Free n Losh. Photo courtesy of CMW.

If there’s one style of music CMW has a history of doing well, it’s electronic—and this year is no exception. Here are just a few of the standout acts that will be playing over the next few days.

Free n Losh

When: Friday, May 9, 9:30 p.m.
Where: Tattoo (567 Queen Street West)

This Toronto duo started life as hip-hop producers before moving on to their current style, which doesn’t fit neatly into any category and is based around samples from old jazz, soul, and psychedelic rock records. These samples are then shaped into everything from lush, atmospheric soundscapes to pulsing, dancefloor-ready trap and dubstep numbers.

Mozart’s Sister

When: Wednesday, May 7, 1 a.m.
Where: The Garrison (1197 Dundas Street West)

We’re always a little hesitant to call an act a “must-see.” There are a lot of great acts in town this week, and you’re an adult who can make your own choices. That being said, we’re not sure what you’re going to see on Wednesday night that’s going to be better than the mixture of glitchy synth pop, soulful vocals, and insightful lyrics provided by Montreal’s Mozart’s Sister.

Adi Ulmansky

When: Wednesday, May 7, 10 p.m. (Gladstone); Thursday, May 8, 1 a.m. (Detour); Friday, May 9, 8:30 p.m. (Garrison)
Where: Gladstone Hotel (1214 Queen Street West); Detour (193 Baldwin Street); The Garrison (1197 Dundas Street West)

Israeli singer/rapper/producer Adi Ulmansky is best known for lending her vocals to dubstep star Borgore (the man responsible for our favourite album title of the past decade, Borgore Ruined Dubstep).

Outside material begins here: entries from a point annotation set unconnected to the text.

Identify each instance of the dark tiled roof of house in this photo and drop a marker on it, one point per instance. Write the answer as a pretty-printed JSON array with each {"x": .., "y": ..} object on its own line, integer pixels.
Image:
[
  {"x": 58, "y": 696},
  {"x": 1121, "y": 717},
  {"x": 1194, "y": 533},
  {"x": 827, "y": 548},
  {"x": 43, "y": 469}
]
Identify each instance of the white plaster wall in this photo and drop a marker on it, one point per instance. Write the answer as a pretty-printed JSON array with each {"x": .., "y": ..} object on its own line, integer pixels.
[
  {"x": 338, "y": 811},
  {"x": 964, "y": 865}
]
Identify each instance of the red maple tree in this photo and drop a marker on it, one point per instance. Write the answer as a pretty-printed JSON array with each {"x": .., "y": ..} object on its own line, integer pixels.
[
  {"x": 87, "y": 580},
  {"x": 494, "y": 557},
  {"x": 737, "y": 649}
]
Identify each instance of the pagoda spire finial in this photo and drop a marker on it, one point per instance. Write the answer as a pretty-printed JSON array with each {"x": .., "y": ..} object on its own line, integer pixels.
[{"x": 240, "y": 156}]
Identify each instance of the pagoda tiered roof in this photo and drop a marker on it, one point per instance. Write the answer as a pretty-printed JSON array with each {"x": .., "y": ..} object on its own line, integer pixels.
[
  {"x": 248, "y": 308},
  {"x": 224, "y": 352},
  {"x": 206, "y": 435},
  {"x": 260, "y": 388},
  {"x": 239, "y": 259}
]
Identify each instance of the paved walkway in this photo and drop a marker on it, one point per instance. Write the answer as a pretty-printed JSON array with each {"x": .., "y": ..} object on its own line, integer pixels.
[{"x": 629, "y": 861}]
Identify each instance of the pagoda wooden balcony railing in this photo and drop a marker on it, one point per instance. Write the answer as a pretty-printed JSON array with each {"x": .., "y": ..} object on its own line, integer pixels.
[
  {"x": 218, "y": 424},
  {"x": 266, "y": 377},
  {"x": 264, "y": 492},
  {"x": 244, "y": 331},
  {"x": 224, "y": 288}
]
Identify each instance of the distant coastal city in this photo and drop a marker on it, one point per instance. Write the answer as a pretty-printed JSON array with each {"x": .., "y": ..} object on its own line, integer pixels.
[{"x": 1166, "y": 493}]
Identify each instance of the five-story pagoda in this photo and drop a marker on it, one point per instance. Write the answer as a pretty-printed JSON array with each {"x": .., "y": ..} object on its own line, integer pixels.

Her own music is a sort of warped electro-rap that’s equal parts Die Antwoord, Robyn, and circuit bending.


When: May 7, 11 p.m.
Where: Painted Lady (218 Ossington Avenue)

Noisy, distorted, and just a little disturbing, yet also really, really danceable, Vire is probably one of the more interesting electronic acts of the festival. His burst-of-white-noise percussion, dark, lo-fi synths and disembodied vocals borrow equally from industrial music and ‘90s rave.